Implementation Strategies for Delayed (Scheduled) Messages in Distributed Systems
This article examines common delayed (scheduled) message implementations in distributed systems, comparing external storage approaches using databases, RocksDB, and Redis, as well as built-in solutions in open-source MQs like RocketMQ, Pulsar, and QMQ, and discusses their advantages, drawbacks, and design considerations.
Introduction
Delayed (scheduled) messages are used in distributed asynchronous messaging where a producer wants a message to be consumed at a specific future time rather than immediately.
They are typically implemented at the middleware layer, often within the MQ or as a separate service.
Implementation Approaches
1. External Storage Based Solutions
Database (e.g., MySQL)
Store delayed messages in a relational table and use a scanning thread to deliver due messages.
CREATE TABLE `delay_msg` ( `id` bigint unsigned NOT NULL AUTO_INCREMENT, `delivery_time` DATETIME NOT NULL COMMENT '投递时间', `payloads` blob COMMENT '消息内容', PRIMARY KEY (`id`), KEY `time_index` (`delivery_time`) )Advantages: simple implementation. Drawbacks: B+Tree index not suited for heavy writes.
RocksDB
Uses LSM‑tree storage suitable for high‑write workloads; example DDMQ Chronos stores delayed messages in RocksDB and forwards them to RocketMQ when due.

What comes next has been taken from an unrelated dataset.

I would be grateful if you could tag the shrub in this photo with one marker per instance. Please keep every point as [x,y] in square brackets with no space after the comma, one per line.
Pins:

Advantages: high write performance. Drawbacks: heavier solution requiring custom replication and fault‑tolerance logic.
Redis
Implements a pool of messages (hash) and multiple ZSET queues for delayed IDs; workers scan ZSETs and deliver messages.

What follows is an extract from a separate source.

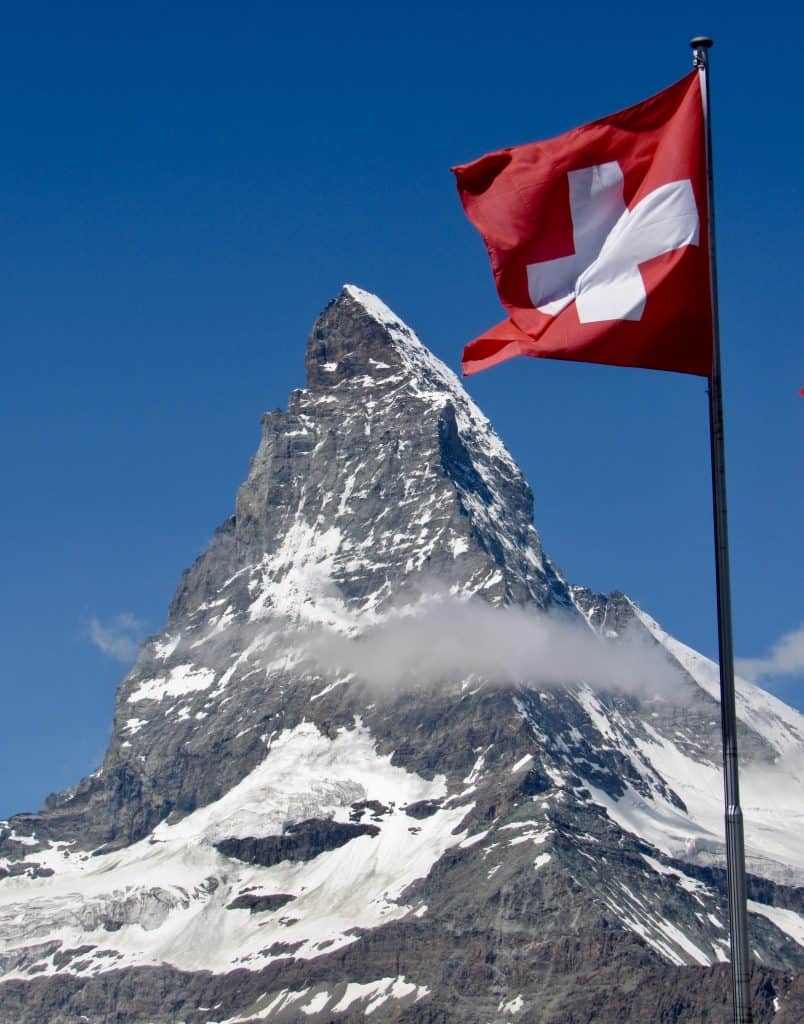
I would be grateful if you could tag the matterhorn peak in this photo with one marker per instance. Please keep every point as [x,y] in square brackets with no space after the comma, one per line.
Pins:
[278,835]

Advantages: O(log n) insertion, in‑memory speed. Drawbacks: potential duplicate processing and need for distributed locks.
2. Built‑in MQ Implementations
RocketMQ
Supports 18 fixed delay levels (e.g., 1 s, 5 s, …, 2 h). Messages are stored in a special topic SCHEDULE_TOPIC_XXXX and dispatched to the real topic when the level expires.
Advantages: low overhead, ordered delivery per level. Drawbacks: inflexible level configuration and larger commit log.
Pulsar
Allows arbitrary delay times by keeping an off‑heap priority queue per subscription group; messages are moved to the target topic when due.
Drawbacks: high memory usage, costly recovery after failures, and storage impact due to retained messages.
QMQ
Uses a two‑level hierarchical time wheel (disk‑based hourly slots and in‑memory 500 ms slots) to achieve O(1) insert/delete and support multi‑year delays.
Advantages: efficient O(1) operations, scalable time span, memory‑friendly delayed loading, and separate storage for delayed messages.
Conclusion
The article summarizes prevalent delayed‑message designs, highlighting their trade‑offs to help practitioners choose an appropriate solution.